Подушка уже не отпаривала щеку, как парикмахерский компресс, в затянутую марлей форточку струилось что-то вроде свежести. Я набросил на глаза свою рубашку и оказался за огромным стеклом на какой-то обширной лестничной площадке, по которой радостно бегал мой внук, и я впервые ощутил боль за него – за то, что он лишен минимально положенного, дедовского умиления; ладно уж, позволю себе расслабиться, а там что бог даст, махнул я рукой и увидел за стеклом на замусоренной цементной крыше, как один зверек, или даже зверь, душит зверька поменьше – так сказать, барсук суслика. Я хотел отвернуть внуку лицо, чтобы он не смотрел, но он уже через стекло взасос целовался с барсуком. От изумления я почти проснулся, но успел сказать себе: «Спокойно, это сон» – и очутился в полутемной испанской церкви. Шла гражданская война, и прямо посреди убогой церквушки с тусклыми заурядными росписями за неструганым столом сидели четверо с револьверами, а мы наблюдали за ними из-за тяжелых черных занавесей. Я понимал, что лучше бы их просто перестрелять, но почему-то я должен был выйти и вступить в переговоры. Шаг вперед – и я чувствую маузер у своего виска. Напрягшись, внезапно вырываю его из невидимой руки и сразу понимаю, что он деревянный. Смотри-ка, догадался, недобро посмеиваются люди у стола, и я юмористически развожу руками: «Занозы!» – и вспоминаю, что действительно сразу почувствовал виском деревянную колючесть. Люди за столом грубо, но уже более дружелюбно хохочут, и я замечаю, что у одного из них пористое, как персиковая косточка, костяное лицо с узко пропиленными ноздрями. Все вместе мы выходим на залитую солнцем площадь – и обнаруживаем, что церковь окружена нашими солдатами: кто в чем, они сидят как попало с винтовками вдоль слепящей глаза зубчатой испанской стены. Мне неловко перед новыми приятелями, но что делать, война есть война, стараюсь успокоить я себя…
В восемь утра отец уже посвистывает, как щегол, – уж так в эпоху «Трех товарищей» меня передергивала его бодрая манера будить в школу: «Вставай, вскакивай!» – еще и вскакивай, вот так вот, через запятую. Мама грустна и детски старательна; оттопыривая губы, она усердно чистит и чистит зубы на полке, пришлепнув их бессильной ладошкой, а я, прикрывая осточертевшей рубашкой свой рубец полишинеля, натужно нахваливаю мамины успехи, пристроившись на врезающемся крае холодной ванны. Я до кончиков ногтей отравлен недосыпом и безнадежностью.

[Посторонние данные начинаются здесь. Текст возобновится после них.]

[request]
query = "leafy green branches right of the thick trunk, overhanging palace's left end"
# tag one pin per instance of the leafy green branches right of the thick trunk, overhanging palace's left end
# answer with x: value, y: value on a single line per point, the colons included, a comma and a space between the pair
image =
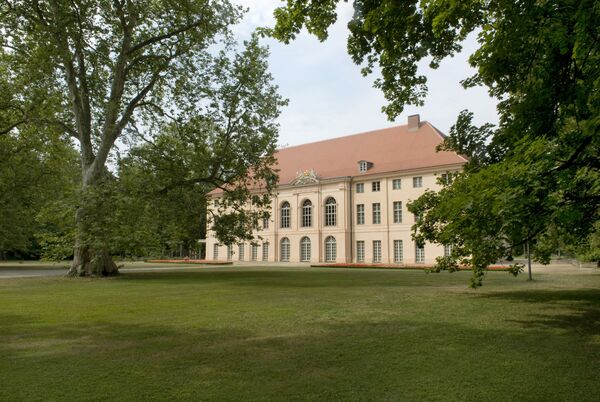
x: 225, y: 144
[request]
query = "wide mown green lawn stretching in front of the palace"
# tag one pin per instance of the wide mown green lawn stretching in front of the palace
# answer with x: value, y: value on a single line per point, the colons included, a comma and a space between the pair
x: 243, y: 333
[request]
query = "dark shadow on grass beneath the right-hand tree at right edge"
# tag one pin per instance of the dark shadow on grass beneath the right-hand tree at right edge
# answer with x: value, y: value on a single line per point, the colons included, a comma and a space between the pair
x: 583, y: 316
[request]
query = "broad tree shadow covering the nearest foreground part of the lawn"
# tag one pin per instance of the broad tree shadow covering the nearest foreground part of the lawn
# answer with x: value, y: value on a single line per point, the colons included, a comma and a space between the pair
x: 397, y: 359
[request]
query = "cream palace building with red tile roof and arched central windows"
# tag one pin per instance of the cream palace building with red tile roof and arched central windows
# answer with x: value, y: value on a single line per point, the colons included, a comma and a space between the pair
x: 344, y: 199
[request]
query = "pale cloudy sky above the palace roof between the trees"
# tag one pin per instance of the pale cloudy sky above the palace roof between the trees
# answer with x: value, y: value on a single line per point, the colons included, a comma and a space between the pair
x: 328, y: 97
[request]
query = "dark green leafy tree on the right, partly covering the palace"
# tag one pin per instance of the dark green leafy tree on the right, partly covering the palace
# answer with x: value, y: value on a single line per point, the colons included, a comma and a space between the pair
x: 535, y: 177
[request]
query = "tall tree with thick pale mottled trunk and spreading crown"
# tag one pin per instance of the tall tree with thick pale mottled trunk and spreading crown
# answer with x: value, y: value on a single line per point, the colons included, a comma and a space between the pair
x: 101, y: 69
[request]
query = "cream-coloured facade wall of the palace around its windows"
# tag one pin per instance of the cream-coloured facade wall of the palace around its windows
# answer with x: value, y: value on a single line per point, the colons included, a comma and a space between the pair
x: 346, y: 231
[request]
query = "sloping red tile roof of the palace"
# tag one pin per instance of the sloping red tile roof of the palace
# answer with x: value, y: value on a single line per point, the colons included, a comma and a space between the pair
x: 391, y: 149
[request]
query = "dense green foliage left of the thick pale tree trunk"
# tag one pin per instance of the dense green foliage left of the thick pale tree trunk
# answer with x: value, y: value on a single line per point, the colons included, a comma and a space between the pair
x: 38, y: 176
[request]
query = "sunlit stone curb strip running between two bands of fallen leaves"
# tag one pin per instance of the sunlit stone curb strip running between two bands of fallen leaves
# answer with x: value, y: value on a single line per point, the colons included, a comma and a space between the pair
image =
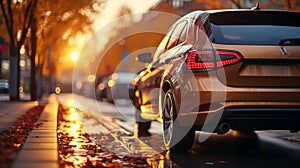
x: 40, y: 148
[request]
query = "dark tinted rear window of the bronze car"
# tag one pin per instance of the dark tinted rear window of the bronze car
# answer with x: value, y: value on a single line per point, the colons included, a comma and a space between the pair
x: 259, y: 28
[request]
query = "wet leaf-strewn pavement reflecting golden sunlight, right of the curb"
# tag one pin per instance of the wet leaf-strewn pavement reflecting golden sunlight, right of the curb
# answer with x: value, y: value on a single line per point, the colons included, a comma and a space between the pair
x: 102, y: 148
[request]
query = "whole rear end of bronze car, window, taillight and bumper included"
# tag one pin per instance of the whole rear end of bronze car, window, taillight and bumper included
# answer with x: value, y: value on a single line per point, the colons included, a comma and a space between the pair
x: 256, y: 67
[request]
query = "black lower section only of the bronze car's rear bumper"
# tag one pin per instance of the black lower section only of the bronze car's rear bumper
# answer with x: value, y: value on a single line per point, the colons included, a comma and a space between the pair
x: 263, y: 118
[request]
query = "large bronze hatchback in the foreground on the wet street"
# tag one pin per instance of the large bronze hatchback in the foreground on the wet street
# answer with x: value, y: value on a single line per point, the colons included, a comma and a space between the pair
x: 238, y: 69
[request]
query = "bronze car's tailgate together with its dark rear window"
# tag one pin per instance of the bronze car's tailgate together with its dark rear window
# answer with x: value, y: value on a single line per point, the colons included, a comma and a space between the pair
x: 269, y: 43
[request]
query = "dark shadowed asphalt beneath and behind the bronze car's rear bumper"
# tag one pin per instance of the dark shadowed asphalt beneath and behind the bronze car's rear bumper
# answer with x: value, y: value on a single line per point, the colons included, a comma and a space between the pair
x: 237, y: 150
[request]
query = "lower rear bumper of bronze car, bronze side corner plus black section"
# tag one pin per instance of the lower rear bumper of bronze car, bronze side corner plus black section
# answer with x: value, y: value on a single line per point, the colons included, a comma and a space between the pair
x: 260, y: 116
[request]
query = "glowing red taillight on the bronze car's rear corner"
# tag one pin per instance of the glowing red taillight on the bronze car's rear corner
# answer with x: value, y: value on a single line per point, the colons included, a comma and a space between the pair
x: 206, y: 60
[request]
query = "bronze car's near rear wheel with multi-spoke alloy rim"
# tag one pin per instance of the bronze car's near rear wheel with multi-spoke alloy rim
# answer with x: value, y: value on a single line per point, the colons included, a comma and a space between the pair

В дверном проеме возникают отцовские грудные седины. Я стараюсь не поднимать глаз, но все равно угадываю его скорбную торжественность (торжество): он явно принес сведения – даже как будто письменные – о каких-то новых напрасных жертвах, ибо любые жертвы, понесенные за Россию, раз и навсегда напрасны. Никто так не жалеет русский народ, как его недоброжелатели
Не угадал – из зачухломского гарнизона бежали аж пятеро солдат, с одной стороны, вот он – русский патриотизм, с другой – молодцы, кого здесь защищать – разъевшихся генералов, повальное воровство?.. Мама понимает, что сейчас меня лучше не трогать, но попросить об этом отца было бы непедагогично. Сама-то она относится к его долблению, руководствуясь принципом «Чем бы дитя ни тешилось…» – чувствуя, однако, что я не способен презирать его до такой степени. И лишь поэтому возражает досадливо сплющенными под самый нос губами: «А то у нас когда-нибудь не воровали… Что ж теперь, всем разбежаться?..»
В этом разница между евреями и русскими: для русских воровство обидно, мерзко, опасно, но если перед ними возникает вопрос, остаться России с воровством или погибнуть, они немедленно выбирают остаться. Евреи же соглашаются строить Россию только нравственную – или уж никакую. Не хочешь быть хорошей, как мы, – пропадай.